Lee has deliberately kept the specific diagnoses private. She told Self magazine that the names may change as her doctors continue to study her case, which is not unusual with complex kidney conditions. Some kidney diseases are classified based on biopsy findings that can be reinterpreted over time, especially when a patient has more than one condition affecting the kidneys simultaneously. What Lee has confirmed is that both conditions are incurable, meaning they can be managed but not eliminated.

How It Affected Her Gymnastics Career

The physical toll was immediate and severe. With her body retaining so much water, Lee could not perform basic gymnastics skills. Flipping, twisting, and absorbing the impact of landings all became impossible at 40 pounds above her normal weight. For an athlete competing at the highest level in a sport where fractions of a second and millimeters of positioning matter, the change was devastating.

Lee managed to return to competition gradually, working on the days when her symptoms allowed it and resting when they didn’t. She described the process as taking advantage of good days to get training done while accepting that many days simply would not cooperate. She earned a bronze medal on balance beam at the U.S. national championships in August 2023, a notable achievement given her condition. She received an invitation to the World Championships trials but turned it down, choosing instead to end her season early and rest.

Her diet changed as well. Lee adopted a lower-sodium eating plan to help control fluid retention, one of the most common lifestyle adjustments for people managing kidney disease. Reducing sodium helps the body hold onto less excess water, which in Lee’s case directly affected her ability to move and compete.

Her Path to the 2024 Olympics

Despite both diagnoses being permanent, Lee set her sights on the 2024 Paris Olympics. Her coaches had no prior experience managing an athlete with two kidney diseases, which meant the entire team was navigating unfamiliar territory. Lee was open about the mental health toll of the experience as well, describing the impact on her personal life and her self-image as her body changed in ways she could not control.

Lee made the 2024 U.S. Olympic team and competed in Paris, a comeback that carried additional weight given everything she had been through in the 18 months prior. Her situation highlighted something many people with chronic kidney disease face: the condition is invisible on most days, but its effects on energy, fluid balance, and daily functioning are constant. For Lee, those effects played out on one of the world’s biggest athletic stages.

What Two Kidney Diseases Means in Practice

Having two separate kidney conditions simultaneously is rare and complicates both treatment and prediction. Each condition can affect the kidneys differently, whether by damaging the filtering units, causing inflammation, or allowing protein to leak into the urine. When two processes are happening at once, doctors have to balance management strategies that may sometimes conflict with each other.

For Lee, the most visible symptom has been fluid retention, which suggests her kidneys struggle to regulate how much water and salt the body keeps. This is a hallmark of several kidney diseases, particularly those that affect the kidney’s filtering membranes. The 40 pounds she gained was almost entirely water weight, not fat, which is why it accumulated so rapidly and affected her entire body at once. Managing this requires ongoing attention to diet, hydration, and in some cases medication to help the kidneys excrete excess fluid.

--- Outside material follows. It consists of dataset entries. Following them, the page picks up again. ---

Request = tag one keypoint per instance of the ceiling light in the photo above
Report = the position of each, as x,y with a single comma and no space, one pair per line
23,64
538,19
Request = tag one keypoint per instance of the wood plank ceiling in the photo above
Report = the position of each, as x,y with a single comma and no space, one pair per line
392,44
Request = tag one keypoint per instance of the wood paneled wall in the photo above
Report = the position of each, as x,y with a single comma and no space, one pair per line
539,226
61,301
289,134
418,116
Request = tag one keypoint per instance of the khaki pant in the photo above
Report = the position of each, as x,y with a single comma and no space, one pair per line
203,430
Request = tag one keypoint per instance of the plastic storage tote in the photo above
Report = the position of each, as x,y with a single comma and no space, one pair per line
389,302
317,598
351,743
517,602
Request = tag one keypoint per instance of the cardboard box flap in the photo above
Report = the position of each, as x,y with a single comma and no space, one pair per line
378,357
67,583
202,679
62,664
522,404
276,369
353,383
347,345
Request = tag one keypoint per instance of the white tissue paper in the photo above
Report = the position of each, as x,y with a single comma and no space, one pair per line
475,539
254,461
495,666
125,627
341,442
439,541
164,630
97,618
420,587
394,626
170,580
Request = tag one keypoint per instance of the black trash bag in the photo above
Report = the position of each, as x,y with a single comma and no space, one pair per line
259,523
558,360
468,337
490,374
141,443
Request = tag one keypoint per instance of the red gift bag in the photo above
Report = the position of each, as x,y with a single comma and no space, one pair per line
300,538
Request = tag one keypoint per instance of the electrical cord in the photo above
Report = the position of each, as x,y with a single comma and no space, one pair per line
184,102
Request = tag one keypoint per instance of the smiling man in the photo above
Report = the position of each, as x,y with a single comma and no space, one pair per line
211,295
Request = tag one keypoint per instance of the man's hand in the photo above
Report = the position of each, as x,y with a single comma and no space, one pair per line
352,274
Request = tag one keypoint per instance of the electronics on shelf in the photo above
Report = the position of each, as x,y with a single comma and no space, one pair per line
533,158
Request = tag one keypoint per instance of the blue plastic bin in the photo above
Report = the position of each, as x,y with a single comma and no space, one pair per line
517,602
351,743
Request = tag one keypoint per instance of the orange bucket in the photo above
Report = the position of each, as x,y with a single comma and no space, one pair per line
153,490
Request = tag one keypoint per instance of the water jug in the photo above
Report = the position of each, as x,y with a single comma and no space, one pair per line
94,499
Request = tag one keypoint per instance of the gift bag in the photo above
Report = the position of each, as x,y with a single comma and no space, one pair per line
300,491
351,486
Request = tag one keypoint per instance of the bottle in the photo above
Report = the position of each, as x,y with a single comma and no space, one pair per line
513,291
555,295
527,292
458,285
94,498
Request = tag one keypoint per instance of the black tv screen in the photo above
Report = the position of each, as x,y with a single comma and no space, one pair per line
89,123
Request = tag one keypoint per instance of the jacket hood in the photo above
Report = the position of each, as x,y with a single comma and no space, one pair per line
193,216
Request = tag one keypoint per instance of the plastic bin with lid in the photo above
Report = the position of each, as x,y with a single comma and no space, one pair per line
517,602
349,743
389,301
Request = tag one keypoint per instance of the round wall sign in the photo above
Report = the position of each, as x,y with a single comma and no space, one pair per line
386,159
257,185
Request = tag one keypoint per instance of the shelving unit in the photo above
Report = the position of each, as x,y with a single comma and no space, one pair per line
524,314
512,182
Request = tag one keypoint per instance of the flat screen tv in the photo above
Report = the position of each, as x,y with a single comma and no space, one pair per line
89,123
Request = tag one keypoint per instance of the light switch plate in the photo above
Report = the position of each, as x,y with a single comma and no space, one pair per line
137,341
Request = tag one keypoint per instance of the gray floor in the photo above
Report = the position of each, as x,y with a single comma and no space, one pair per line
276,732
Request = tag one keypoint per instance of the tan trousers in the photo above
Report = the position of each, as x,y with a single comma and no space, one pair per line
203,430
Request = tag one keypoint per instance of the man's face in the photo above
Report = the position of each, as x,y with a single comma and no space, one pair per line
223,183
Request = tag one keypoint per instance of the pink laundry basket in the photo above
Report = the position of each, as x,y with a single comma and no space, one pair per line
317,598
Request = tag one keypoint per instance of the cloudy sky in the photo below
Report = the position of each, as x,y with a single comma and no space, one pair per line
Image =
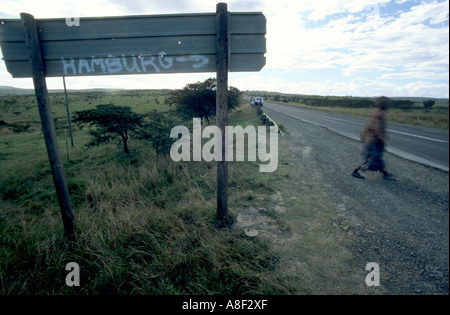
321,47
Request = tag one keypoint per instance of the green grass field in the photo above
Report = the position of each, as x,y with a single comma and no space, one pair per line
437,117
145,224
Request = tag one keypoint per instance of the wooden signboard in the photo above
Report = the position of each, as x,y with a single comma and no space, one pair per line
183,43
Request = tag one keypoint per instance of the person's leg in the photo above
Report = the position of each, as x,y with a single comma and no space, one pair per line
365,156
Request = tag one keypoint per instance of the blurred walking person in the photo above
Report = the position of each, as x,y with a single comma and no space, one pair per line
373,137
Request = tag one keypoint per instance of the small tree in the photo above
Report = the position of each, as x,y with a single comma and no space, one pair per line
428,104
113,123
199,99
157,129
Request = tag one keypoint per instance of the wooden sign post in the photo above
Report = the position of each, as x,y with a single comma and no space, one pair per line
40,88
174,43
222,51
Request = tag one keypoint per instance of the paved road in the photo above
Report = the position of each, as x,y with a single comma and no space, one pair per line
423,145
401,224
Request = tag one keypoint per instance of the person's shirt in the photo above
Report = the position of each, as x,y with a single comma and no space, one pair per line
374,129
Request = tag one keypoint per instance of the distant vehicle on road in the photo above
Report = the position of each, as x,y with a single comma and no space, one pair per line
257,101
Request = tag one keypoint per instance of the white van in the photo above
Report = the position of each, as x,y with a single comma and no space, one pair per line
259,101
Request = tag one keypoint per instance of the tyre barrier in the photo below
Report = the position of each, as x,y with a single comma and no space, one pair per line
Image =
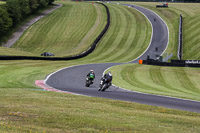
173,63
85,53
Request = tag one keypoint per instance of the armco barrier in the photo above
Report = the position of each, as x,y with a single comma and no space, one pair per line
90,50
174,63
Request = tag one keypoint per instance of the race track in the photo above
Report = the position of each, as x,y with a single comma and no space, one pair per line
72,79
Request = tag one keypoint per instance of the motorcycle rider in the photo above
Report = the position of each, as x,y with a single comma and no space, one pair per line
91,75
107,78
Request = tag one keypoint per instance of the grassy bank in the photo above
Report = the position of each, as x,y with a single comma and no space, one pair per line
169,81
190,13
128,36
26,108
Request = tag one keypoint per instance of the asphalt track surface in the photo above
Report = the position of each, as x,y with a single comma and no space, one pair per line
72,79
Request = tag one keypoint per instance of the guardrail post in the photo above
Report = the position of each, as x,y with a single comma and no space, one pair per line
180,38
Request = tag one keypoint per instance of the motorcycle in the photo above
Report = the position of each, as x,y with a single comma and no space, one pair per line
103,85
88,82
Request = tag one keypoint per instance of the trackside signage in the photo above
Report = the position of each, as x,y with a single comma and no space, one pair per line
192,61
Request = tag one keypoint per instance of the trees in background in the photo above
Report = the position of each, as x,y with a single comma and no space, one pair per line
14,11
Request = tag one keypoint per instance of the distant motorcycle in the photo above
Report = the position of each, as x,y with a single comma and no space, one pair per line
88,82
104,85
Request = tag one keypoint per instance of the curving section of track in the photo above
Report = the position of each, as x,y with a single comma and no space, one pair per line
72,79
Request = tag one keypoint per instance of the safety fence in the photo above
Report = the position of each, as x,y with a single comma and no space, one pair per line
180,38
90,50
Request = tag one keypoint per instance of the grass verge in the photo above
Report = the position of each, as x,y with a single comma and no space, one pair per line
169,81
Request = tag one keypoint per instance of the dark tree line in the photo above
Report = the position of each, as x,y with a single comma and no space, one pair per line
14,11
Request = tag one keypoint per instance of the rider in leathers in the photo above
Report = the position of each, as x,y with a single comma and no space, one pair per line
91,75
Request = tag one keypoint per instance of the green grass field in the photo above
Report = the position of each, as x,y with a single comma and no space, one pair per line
190,13
27,108
2,2
70,32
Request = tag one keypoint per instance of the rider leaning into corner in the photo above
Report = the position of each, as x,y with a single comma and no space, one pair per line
91,75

Lee’s willingness to discuss her condition publicly has brought attention to the reality that kidney disease can strike young, otherwise healthy people. It is not exclusively a disease of aging or diabetes, though those are the most common causes. Rare kidney conditions can appear in adolescence or early adulthood with little warning, and their management becomes a lifelong process of monitoring kidney function and adjusting treatment as the disease progresses.